The strenght of a rectangular beam is proportion to its width (w) and its square thickness (t) that is S=kwt^2, where k is a constant. Find the dimensions of the strongest beam that can be cut from a cylindrical log of radius 20cm.

Question

anonymous · Answer

It's been a long time since we reviewed optimization, so I might be wrong....

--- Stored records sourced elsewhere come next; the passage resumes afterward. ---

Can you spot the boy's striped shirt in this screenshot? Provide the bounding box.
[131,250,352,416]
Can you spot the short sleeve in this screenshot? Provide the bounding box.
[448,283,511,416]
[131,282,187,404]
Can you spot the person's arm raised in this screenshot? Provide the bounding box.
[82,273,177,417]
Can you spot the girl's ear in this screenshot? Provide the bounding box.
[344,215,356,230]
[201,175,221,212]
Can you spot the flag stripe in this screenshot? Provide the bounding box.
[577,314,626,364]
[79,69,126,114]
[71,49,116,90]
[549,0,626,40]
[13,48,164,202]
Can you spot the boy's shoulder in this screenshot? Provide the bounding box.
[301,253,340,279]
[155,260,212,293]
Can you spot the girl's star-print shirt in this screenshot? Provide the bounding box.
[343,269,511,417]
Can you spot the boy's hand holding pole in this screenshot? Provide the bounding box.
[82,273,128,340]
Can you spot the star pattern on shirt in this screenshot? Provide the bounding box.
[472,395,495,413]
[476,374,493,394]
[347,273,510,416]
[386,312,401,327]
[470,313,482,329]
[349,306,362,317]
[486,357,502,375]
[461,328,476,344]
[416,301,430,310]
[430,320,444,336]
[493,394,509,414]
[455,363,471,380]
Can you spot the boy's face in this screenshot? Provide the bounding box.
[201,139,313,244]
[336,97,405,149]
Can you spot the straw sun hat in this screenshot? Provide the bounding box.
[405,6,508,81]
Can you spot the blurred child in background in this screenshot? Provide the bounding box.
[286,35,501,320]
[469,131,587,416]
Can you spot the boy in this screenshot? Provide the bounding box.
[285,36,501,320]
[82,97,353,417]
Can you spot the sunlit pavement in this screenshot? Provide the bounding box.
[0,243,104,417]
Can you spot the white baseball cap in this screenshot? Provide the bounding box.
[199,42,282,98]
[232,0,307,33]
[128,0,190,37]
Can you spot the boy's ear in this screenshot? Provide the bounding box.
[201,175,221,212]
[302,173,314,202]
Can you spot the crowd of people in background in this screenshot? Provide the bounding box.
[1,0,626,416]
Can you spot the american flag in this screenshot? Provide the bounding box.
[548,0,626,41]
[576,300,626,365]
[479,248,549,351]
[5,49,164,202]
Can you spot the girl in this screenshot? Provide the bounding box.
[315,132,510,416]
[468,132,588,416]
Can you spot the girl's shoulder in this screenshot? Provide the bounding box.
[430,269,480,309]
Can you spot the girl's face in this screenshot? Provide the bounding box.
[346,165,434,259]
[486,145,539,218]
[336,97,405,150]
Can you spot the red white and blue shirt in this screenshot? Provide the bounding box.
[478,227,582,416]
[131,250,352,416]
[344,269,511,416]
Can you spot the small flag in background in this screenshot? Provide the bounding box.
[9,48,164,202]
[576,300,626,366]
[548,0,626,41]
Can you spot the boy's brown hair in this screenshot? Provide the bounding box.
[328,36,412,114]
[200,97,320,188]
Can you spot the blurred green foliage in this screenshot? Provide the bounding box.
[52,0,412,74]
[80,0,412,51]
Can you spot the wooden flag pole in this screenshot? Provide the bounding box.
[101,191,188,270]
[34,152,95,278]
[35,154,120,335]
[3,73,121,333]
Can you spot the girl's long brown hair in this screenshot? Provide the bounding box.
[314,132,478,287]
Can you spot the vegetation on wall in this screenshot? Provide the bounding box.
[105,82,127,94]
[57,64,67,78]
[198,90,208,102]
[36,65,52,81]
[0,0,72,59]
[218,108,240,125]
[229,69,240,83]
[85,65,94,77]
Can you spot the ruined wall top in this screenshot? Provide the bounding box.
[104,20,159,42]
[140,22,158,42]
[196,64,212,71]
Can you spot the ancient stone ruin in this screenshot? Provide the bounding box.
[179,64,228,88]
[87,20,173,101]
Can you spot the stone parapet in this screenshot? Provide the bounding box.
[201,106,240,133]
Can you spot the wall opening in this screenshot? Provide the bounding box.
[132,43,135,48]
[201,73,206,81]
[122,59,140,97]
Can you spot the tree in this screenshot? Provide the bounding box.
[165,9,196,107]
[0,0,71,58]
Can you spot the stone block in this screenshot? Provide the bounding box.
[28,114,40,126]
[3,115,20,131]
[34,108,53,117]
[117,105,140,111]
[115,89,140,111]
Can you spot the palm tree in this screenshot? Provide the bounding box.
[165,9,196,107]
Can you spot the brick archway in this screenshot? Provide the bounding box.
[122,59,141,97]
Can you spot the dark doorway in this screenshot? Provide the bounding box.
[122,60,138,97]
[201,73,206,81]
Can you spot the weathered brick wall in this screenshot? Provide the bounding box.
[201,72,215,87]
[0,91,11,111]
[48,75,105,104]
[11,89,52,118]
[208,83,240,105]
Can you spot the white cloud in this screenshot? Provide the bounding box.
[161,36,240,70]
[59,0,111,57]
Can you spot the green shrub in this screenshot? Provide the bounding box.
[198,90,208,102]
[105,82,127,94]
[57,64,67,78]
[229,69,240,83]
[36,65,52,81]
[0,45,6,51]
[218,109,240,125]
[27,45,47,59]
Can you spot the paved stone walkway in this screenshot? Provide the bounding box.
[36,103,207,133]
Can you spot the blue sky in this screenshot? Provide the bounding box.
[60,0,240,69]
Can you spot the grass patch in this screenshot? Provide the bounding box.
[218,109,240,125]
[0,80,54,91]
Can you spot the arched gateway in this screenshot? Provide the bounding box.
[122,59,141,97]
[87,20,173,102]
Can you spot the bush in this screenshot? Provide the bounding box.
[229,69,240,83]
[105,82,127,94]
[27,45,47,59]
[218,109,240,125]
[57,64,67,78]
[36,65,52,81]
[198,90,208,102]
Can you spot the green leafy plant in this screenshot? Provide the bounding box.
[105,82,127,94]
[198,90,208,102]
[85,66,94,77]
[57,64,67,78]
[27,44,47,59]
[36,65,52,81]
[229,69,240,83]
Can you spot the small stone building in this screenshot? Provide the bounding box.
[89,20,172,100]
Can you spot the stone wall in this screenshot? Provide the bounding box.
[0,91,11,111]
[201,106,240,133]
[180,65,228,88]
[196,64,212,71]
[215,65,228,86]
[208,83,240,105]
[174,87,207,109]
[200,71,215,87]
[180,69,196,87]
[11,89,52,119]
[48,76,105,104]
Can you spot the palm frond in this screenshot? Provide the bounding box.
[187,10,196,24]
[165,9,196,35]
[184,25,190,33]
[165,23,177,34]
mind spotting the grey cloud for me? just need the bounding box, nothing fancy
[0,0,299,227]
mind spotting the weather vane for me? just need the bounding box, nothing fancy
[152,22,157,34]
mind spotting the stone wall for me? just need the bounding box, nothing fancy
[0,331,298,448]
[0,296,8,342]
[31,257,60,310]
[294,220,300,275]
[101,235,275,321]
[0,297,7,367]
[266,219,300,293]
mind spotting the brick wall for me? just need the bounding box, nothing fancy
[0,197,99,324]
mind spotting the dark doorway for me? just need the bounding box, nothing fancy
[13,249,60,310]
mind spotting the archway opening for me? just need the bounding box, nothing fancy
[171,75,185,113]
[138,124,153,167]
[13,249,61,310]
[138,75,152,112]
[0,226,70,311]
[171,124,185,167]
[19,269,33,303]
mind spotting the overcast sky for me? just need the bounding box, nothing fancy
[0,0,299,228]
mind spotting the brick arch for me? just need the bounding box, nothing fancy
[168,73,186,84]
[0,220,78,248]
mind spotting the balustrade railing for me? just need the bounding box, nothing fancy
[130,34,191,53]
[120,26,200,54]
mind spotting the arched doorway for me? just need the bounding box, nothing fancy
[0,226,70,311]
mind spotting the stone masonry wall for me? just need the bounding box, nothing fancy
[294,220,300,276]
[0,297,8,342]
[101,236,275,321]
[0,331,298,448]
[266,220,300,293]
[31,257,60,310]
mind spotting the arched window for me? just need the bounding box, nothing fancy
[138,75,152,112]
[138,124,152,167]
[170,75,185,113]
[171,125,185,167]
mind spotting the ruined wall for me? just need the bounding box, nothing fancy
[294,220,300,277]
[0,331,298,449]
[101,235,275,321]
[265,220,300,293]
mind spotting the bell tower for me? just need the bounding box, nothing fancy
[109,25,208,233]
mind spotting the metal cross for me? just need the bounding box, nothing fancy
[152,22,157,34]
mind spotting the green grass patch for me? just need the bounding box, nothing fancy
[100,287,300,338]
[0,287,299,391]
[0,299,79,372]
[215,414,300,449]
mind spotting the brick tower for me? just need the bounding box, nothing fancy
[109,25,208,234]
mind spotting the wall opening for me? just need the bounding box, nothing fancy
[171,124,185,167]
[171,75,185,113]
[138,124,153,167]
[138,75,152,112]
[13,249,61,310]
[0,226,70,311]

Solve for S'=0 to get the max strength
and use this:
(w^2+t^2)/2=r

anonymous · Answer

that should be w^2 + t^2 = (2r)^2 right?

anonymous · Answer

thank you for replyin but where did you get the (w^2+t^2)/2=r from?
I understand to find the max strength we set s' to zero, but the second part you mentioned confused me o.0

anonymous · Answer

i dont think what he gave you is correct. draw a cross-section of the beam, a circle, a square inscribed in the circle, so the sides of the rectangle should be the width and thickness, and the diagonal of the rectangle is the diameter

anonymous · Answer

Yeah my bad. sorry.
half the diagonal of a enclosed rectangle is the radius of the outside circle is what I was aiming for.

anonymous · Answer

hey INT are you sure you got that series question?

anonymous · Answer

okay no i understand, thank you guys so much!!

anonymous · Answer

*now